Evidence from in vitro and in vivo studies also indicates that METH increases LTR activity. For example, individuals who abuse METH have a higher plasma HIV load (Ellis et al, 2003). Also, METH was shown to increase replication of the feline immunodeficiency virus in astrocytes (Gavrilin et al, 2002). A recent study demonstrated that METH could increase replication of HIV in peripheral monocytes (Toussi et al, 2009). However, the ability of METH to influence HIV LTR activity in microglia, cells that typically harbor HIV proviral DNA in brain (Lee et al, 1993a; Lee et al, 1993b)), has not been reported. In the current study, we examined the effects of METH on HIV transcription in human microglial cells. Our findings suggest that the HIV LTR in human microglia cells in vitro can be activated by methamphetamine. METH-induced expression from the HIV LTR requires NF-κB signaling.

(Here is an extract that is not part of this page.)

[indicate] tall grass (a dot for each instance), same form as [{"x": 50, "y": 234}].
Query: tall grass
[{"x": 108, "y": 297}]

The dual reporter plasmid, pLTRC-Luc-EGFP (Ravi and Mitra, 2007) was generously provided by Dr. Debashis Mitra (National Center for Cell Science, India). pC-Tat.BL43.CS (pC-Tat) and pE-Tat.BL43.CS (pE-Tat) were provided by the NIH AIDS Reagent Program. pGL4.30 [luc2P/NFAT-RE/Hygro], pGL4.32[luc2P/NF-κB-RE/Hygro], Luciferase 1000 Assay system, and CellTiter 96 Aqueous One Solution Cell Proliferation Assay (MTS) were purchased from Promega (Madison, WI). The IκB dominant negative (IκBDN) construct, previously described (Sanchez et al, 2003), was generously provided by Dr. Sanjay Maggirwar (University of Rochester). Nuclear Extraction Kits and TransAM NF-κB p65 were purchased from Active Motif (Carlsbad, CA. (+) METH-HCl (referred to as “METH” hereafter), fetal bovine serum (FBS), tissue necrosis factor α (TNFα), and lipopolysaccharide (LPS) were obtained from Sigma-Aldrich (St Louis, MO). DC Assay was purchased from BioRad (Hercules, CA).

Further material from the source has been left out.